Design Considerations
The inode bitmap and data block bitmaps referenced by the superblock are on-disk structures to keep track of which blocks are currently in use. The filesystem utilizes a write-through cache for recent bitmap blocks to minimize excess reads (it still always writes to disk when allocating a block/inode for the sake of consistency).
The inode table provides a level of indirection for inode access. All inodes are referenced via their inode number which uniquely identifies a file or directory on the system. This number is then mapped to an inode location via the inode table. When inodes or blocks are edited, the copy of write logic of the filesystem updates (and logs) the inode table to change the inode location while keeping the inode number the same. This minimizes the amount of chained copy on writes needed and allows us to mount a snapshot by simply loading an older version of the inode table (since all of the old data blocks and inodes should still be on disk at their original locations). This logic applies to all files, even the root directory (which is provided the inode number of zero but will be allocated a new location for every change made to it). The inode table also contributes to consistency guarantees because until the inode table is updated, changes made to blocks or inode do not affect the running filesystem. By enforcing the constraint that the inode table is updated last in every file operation, we are guaranteed a level of consistency (assuming the block write operation is considered atomic).
The fields referring to locations or sizes of on-disk regions (e.g., dataBlockRegionStart) are initialized at filesystem creation and expected to remain constant. The filesystem allocates inode and data block regions assuming a ratio of 1 inode per 16KiB of data (which translates to 1 inode for 4 blocks with 4KiB blocks). Using this ratio, the filesystem calculates the size of bitmap and inode table required and stores them in the superblock.

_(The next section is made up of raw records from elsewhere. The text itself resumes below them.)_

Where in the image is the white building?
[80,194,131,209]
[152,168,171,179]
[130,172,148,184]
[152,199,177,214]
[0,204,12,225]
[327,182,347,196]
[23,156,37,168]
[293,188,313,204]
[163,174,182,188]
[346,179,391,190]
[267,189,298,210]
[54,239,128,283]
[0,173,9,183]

Note that OStrichFS currently uses 32-bit unsigned integers to refer to block numbers which limits the max filesystem size to 2^32 blocks (~16 TiB). While the actual size of the filesystem would be slightly smaller due to the overhead of bitmaps, inodes, and other metadata structures, this limit is significantly higher than any situation which OStrichFS was designed for. Switching the 64 bit unsigned integers would not be a significant design challenge, but it would greatly increase the overhead for metadata structures and thus be a detriment on smaller disks.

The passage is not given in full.